There was inauguration of ‘Hampi at night’ (some said its demo for senior officials) and got to take the night tour arranged. Ramayana Story of Sukriva/Vali is played as rock-light show. Tungabatra river side was stunning at night with shadow of the monuments in the backdrop of stars and moon.

Next day started with ASI guide to Virupaksha temple, Ganesha temple, narasimha temple and to vithala temple. Virupaksha is one of the few temples in the surrounding that has deity inside and maintained for offering till date. Rest of the temples were actual place of worship hundreds of years back, but them demolished during the fall of Vijaya nagara empire. Having seen many broken god statues outside the temples, never realized broken statues are not considered for worship anymore.

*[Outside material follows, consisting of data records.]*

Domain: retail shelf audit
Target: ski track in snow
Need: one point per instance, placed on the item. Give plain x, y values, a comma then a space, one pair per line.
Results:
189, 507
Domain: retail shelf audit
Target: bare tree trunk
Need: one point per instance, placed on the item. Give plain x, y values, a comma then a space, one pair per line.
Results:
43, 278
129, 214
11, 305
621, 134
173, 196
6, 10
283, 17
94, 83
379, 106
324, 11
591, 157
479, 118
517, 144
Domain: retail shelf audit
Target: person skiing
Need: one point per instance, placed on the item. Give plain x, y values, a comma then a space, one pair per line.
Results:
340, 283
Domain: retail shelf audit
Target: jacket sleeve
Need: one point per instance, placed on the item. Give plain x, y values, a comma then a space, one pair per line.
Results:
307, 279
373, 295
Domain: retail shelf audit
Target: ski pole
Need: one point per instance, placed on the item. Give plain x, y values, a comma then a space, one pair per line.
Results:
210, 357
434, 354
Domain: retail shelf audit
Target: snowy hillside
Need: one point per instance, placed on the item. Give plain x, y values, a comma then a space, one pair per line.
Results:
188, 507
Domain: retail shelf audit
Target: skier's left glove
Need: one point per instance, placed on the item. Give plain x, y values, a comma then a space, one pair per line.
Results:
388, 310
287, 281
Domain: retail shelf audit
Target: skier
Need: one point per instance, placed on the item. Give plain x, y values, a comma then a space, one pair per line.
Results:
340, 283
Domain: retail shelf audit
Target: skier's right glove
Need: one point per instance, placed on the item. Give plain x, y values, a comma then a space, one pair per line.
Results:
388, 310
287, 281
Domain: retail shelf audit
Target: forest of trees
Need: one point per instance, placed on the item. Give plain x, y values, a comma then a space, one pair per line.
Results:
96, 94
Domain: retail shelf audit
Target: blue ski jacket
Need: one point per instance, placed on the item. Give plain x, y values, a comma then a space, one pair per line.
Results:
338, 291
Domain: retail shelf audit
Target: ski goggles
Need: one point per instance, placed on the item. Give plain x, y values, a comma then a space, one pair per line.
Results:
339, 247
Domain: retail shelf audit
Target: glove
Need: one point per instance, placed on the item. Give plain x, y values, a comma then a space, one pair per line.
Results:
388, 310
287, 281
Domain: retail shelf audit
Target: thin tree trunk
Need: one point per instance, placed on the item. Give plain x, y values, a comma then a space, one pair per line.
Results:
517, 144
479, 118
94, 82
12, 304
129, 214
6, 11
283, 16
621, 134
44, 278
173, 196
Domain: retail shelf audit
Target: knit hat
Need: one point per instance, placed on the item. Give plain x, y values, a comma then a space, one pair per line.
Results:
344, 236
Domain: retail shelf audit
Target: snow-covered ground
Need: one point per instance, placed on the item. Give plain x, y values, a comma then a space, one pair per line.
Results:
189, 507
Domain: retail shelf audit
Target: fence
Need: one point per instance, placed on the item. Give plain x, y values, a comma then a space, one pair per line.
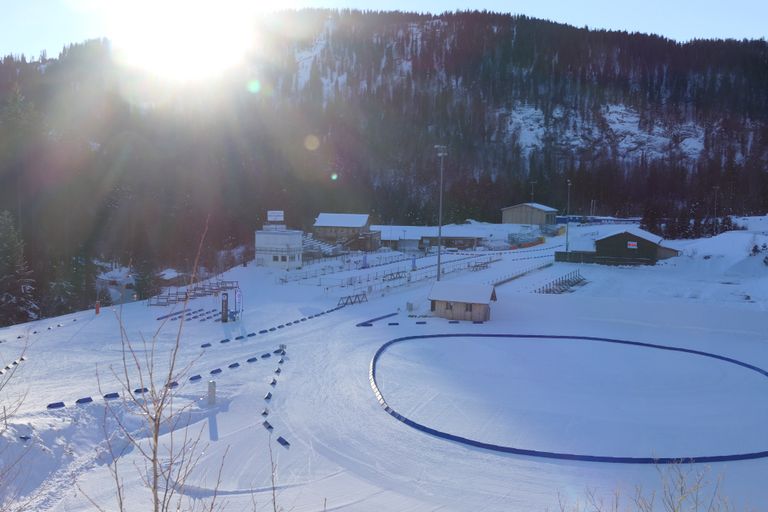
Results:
563, 283
511, 277
200, 289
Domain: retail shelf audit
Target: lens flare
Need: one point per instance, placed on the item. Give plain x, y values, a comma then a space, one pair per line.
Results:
311, 142
181, 40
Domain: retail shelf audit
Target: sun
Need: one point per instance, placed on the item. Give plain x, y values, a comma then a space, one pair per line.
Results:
179, 40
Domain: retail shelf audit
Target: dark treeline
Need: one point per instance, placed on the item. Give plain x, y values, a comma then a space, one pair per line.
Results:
99, 160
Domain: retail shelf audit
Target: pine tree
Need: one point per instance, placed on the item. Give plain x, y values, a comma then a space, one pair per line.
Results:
17, 302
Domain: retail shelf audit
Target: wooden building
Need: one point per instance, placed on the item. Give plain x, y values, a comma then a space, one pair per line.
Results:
529, 213
631, 246
462, 301
276, 246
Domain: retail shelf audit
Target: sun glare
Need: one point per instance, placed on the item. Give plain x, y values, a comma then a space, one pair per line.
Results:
181, 40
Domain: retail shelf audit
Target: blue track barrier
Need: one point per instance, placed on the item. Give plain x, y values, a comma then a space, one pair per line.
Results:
697, 459
368, 322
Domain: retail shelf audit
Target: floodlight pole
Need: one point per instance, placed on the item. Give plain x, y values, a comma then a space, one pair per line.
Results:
716, 227
442, 152
530, 210
568, 217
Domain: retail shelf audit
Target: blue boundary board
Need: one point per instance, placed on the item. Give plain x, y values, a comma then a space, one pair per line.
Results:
557, 455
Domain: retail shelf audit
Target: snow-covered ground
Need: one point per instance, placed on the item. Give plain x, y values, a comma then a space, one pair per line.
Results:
347, 453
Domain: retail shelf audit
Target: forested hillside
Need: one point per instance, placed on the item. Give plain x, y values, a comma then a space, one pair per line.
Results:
339, 111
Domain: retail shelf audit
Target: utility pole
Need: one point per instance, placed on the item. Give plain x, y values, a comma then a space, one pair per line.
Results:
568, 217
442, 152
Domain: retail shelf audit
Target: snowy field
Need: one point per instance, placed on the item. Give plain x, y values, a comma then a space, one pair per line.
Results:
347, 453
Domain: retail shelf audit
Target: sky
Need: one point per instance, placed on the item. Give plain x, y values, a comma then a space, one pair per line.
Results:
30, 26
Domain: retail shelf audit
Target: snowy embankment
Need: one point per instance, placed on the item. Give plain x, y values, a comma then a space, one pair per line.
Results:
346, 453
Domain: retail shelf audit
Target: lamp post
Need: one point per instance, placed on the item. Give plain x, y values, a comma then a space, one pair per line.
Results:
568, 217
442, 152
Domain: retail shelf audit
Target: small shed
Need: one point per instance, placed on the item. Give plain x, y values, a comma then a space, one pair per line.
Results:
529, 213
334, 226
462, 301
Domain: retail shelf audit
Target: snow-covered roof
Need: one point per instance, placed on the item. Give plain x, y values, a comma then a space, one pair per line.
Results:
462, 292
341, 220
640, 233
470, 229
538, 206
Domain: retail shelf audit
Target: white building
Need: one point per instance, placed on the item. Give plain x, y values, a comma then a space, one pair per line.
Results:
278, 247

It brought in questions for rational mind.

It was disheartening to see each and every place was ruined, and it spread across kilometers. There are 1200 plus monuments in Hampi, most of them are ruins. Between the natural boulders, the ruined city reminded that history was painful than we could ever imagine. But people had taken taken huge efforts to build such large city amongst the boulders nearly 600 to 700 years back.

Never seen so many boulders and rocks in all my life. City beautifully lies between the rocks and naturally gels with in it. Architecture are all of stones or marbles and our guide said, all the wooden work was burned down during looting. And sultans took 6 months to systematically loot the place. It had that much of valuable things and animals in the empire. There were long bazaars (ruins show that) used for all kinds of trading, from vegetables, flowers to precious stones to horses. some of these bazaars are km long. 900 elephants, 20000 horses and 100 thousand men for the rulers at any time. When i read this data in the museum, there was no surprise as we had seen the breadth of the empire by that time.

Vithala temple was enormous and beautifully designed. But most of its kopuras are damaged (by canon balls, our guide said) and only one third of it remains. As seen in other temples of tamil nadu, here as well depiction of ramayana, mahabarata, yaali can be seen here. Given Hampi is birth place of Hanuman and it is Sukrivar/Vali kingdom as said in the ramayana, there is even more historical importance. Vithala Bazaar is said to be most famous bazaar of all, no one deny that seeing the ruins itself. And there is the famous Stone Chariot.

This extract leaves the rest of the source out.